Baumgartner, a clinical psychologist at EHP Behavioral Services, LLC, in Maryland, with a wardrobe consulting firm on the side, warns that once a shopper gets into a bad habit, purchase-wise, it’s hard to break free. “As with rote learning,” she said, “the repeated task no longer becomes something that requires any further mental energy. It’s practically an involuntary response.”
And who has time to think outside the box — or the black cardigan? Not a lot of working moms, Baumgartner said — or the president of the United States.
“I’m trying to pare down decisions,” Barack Obama told Vanity Fair in October, explaining why he keeps only blue and gray suits in his closet. “I don’t want to make decisions about what I’m eating or wearing. Because I have too many other decisions to make.”
I wonder if that’s really true, or if he was pandering to the crucial “nothing-to-wear moms” voting bloc? How do so many of us go so wrong so often?
Adam Galinsky, a professor at Columbia Business School who studies clothing’s psychological effects, has a theory. He says stores are very good at creating their own worlds, and shoppers get sucked right in. “We get into an adventurous mindset when we’re shopping,” he said. “But when it comes time to wear things, we’re not in the same mindset.
“My guess,” he added, “is that we buy the things we’d like to wear in a perfect world, but then we get back to our world and realize it’s not possible. Unfortunately we hold on to that [mistaken] idea past the 30-day return policy.”
Vivek Patel, co-owner of Vira boutique, on Charles Street, is among those who get sucked in by a store’s atmosphere — even though he’s in the business himself. “Music is a big thing for me,” Patel said, “so if the music is really happening, and the people in the store seem happy and cheery, I might not even have money but I need to leave with something. I want to bring the fun home.”
“It makes me feel better,” he said — except when he realizes what he bought doesn’t really fit or he doesn’t like it. “Then it’s a different story.”
I love the idea of blaming retailers for my own failings. Or better yet — individual garments. And, I’m apparently not the only one. That phenomenon is so common — and misguided — that a marketing expert has a term for it. “Scapegoating,” is the term used by Alastair Tombs, a lecturer in marketing at Queensland University in Australia. “People do transfer their emotions to their clothing,” he said in an e-mail.
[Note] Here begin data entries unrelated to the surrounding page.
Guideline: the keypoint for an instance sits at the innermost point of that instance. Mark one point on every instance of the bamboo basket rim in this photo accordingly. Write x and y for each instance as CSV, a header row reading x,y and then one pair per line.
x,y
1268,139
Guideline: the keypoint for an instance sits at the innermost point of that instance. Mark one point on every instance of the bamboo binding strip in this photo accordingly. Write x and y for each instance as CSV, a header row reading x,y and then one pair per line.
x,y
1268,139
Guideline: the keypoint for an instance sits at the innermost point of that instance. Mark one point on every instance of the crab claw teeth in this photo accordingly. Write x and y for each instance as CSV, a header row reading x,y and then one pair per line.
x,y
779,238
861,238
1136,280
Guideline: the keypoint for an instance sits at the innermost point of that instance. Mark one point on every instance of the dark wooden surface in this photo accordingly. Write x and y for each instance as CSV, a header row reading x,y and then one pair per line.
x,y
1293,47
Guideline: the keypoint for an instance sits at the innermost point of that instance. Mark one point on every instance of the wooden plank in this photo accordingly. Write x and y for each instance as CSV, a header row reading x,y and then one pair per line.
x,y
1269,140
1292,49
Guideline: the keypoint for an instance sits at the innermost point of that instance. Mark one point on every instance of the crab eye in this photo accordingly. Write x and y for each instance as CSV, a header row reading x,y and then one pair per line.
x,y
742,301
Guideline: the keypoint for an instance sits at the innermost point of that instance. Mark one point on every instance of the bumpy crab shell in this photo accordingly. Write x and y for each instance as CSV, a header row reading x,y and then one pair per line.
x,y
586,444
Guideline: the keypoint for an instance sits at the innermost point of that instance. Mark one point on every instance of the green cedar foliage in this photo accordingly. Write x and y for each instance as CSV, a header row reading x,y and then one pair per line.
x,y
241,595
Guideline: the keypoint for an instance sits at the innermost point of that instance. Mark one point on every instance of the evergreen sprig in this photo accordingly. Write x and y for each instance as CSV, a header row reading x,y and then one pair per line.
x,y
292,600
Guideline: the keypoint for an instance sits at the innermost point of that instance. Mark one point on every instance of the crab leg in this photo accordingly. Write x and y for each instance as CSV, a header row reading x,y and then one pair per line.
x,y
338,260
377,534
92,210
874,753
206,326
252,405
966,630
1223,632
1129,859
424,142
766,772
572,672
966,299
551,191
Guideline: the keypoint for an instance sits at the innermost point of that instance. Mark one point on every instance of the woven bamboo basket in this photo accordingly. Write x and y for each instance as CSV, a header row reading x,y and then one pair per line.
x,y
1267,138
(As Shakespeare might have said: The fault is not in our 7 for all Mankind jeans, but in ourselves.)
For example: One woman Tombs interviewed wore new clothes to go on a date with her boyfriend, only to have him end the relationship that night. “When she got home she threw off her clothes into a corner, and they sat there for about a month,” he wrote.
“She said she would never wear them again. This behavior appears to be a coping mechanism where people will transfer the negative emotions to their clothing in some form of cathartic experience.”
Back in Boston, Lauren Beckham Falcone, a WROR radio personality, also has a very charged relationship with her wardrobe. “All mistakes,” she said of the many unworn miniskirts, skinny jeans, and endless satin and ruffled tops, which she keeps buying and not wearing.
“It’s like dating someone, breaking up, and getting back together only to realize you are terrible for each other,” she said. “Then you see each other across Macy’s and you think, maybe this time. My wardrobe’s soundtrack should be a Taylor Swift CD.”